Here I have attempted using a 1KΩ resistor, obviously too small because I have a voltage drop of about 8.2V across the resistor so then there should be a drop of approx. 1.8 V across the diode. However using the diode equation this gives me way too large of a current.

2. Sep 21, 2016

I don't know that your sketch of $I=I_0 (exp^{eV/(n k_b T)}-1)$ is real accurate. Otherwise your load line looks close to correct. The $I_0 =1 E-12$ is only an estimate. Did you compute the exponential with $e=1.602 E-19$, $k_b=1.381 E-23$, and $T=300$ with $V=.7$? And n=2? The diode equation is only an estimate, but I think experimentally you are likely to get close to I=9 mA with $R=1 k \Omega$. I think the $V_{on}=.7 \, Volts$ for a silicon diode is a pretty good number.

3. Sep 21, 2016

### kenef

Dear Charles, yes I did compute it with all of those values, however the computation I perform with a 1KΩ gives me a current that is too high for my diode, thus I know that I need a resistor with higher resistance. I will attempt to use the online DESMO software and see what that will give me. Should be a tad bit more accurate with the graph. From my work though is it accurate the steps I took to determine the load line?

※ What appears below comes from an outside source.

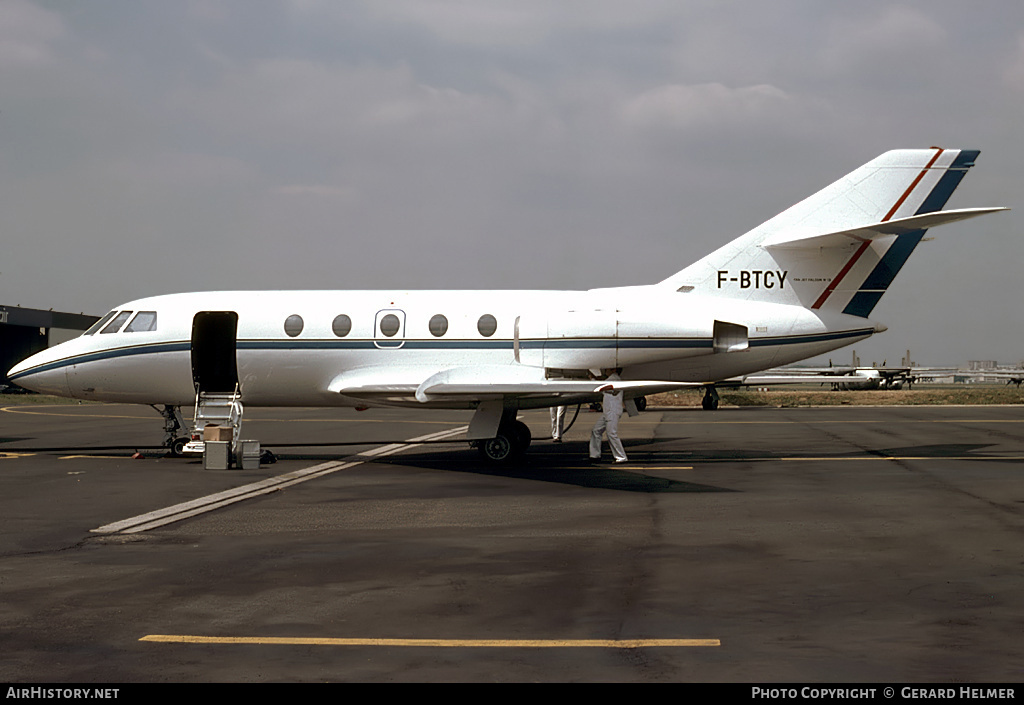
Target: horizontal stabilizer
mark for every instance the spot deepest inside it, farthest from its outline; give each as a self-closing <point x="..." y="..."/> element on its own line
<point x="786" y="239"/>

I am simply asking because this is what I THINK is correct, but this is also my first type encountering such a load - line problem.

Thanks!

4. Sep 21, 2016

You did it correctly. The load line is very useful also in cases where the DC voltage varies for constant resistance. In that case the x-intercept (Voltage of the voltage source) will vary with the entire load line moving in the horizontal direction. Every so often I have encountered problems that use the load line method to solve them. $\\$ For your diode current, I do think if you use $V_{Diode}=.7$ and compute current $I=(V_0-.7)/R$ it will give you a fairly accurate answer without the load line method. I googled the Schockley diode equation, and they did not give a precise value for $I_0$ or n. I think you can get considerable variation in these parameters from one diode to another. $\\$ Just an additional item about the load line method: You begin with a graph of your working component, in this case $I=I(V_{Diode})$ i.e. of $I$ vs. $V_{Diode}$. In a series circuit(It only works for the series circuit) you have $V_0=I R +V_{diode}$. This equation can be written (solving for $I=I_{Diode} )$ as $I=-(1/R) V_{Diode}+(V_0/R)$ which is a straight line (with $I=y$ and $V_{Diode}=x$) that has slope $m=-1/R$ and the x-intercept is $V_0$. (Usually you use $\$ $y=mx+b$, and $b$ is the y-intercept), but here the x-intercept is important. The intersection of the load line with the graph of $I=I(V_{Diode})$ is the operating point.